Our study was approved by the Institutional Review Board at Tongji hospital of Tongji Medical College, HUST, with a waiver of informed consent obtained from the study subjects because of the retrospective and observational nature of the study and the de-identified data we used. This study was conducted in accordance with the Declaration of Helsinki. All methods were performed in accordance with the relevant guidelines and regulations.

Definitions and follow-up

Treatment efficacy was assessed by analysis of annualized relapse rate (ARR), and disability progression was evaluated by the Expanded Disability Severity Scale (EDSS) before and after the latest tacrolimus treatment. A relapse was defined as new neurological symptoms and signs lasting >24 h with or without a responsible lesion on gadolinium enhancing magnetic resonance imaging (MRI).

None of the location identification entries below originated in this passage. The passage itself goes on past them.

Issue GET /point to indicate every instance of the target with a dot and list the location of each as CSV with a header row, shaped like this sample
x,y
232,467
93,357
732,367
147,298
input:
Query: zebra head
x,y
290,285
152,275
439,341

ARR was calculated as the total number of relapses per patient–year. For the purpose of this analysis, a high titer of AQP4-IgG was defined as the titer in the serum above or equal to 1:64, and a titer below 1:64 or no detectable AQP4-IgG was defined as the low titer. We also concurrently recorded the dosage of tacrolimus, adverse effects and concomitant therapy during our treatment. We verified the accuracy of our data and obtained additional follow-up information through telephone calls.

Statistics

Statistical analysis was performed using IBM SPSS Statistics (version 20.0 for Windows; SPSS Inc., Chicago, IL). Mann-Whitney U test was used for continuous variables, and the Fisher’s exact test was used for categorical ones. We compared the ARR and EDSS before and after the treatment by the Wilcoxon signed rank test. The possibility of being free of relapses after treatment was compared between different titers of AQP-4 antibodies using log-rank test, and the risk was estimated using the Kaplan-Meier method. Adjusted and unadjusted associations of patient characteristics with the outcome were assessed with Cox proportional hazards regression model. Statistical significance was set at P < 0.05.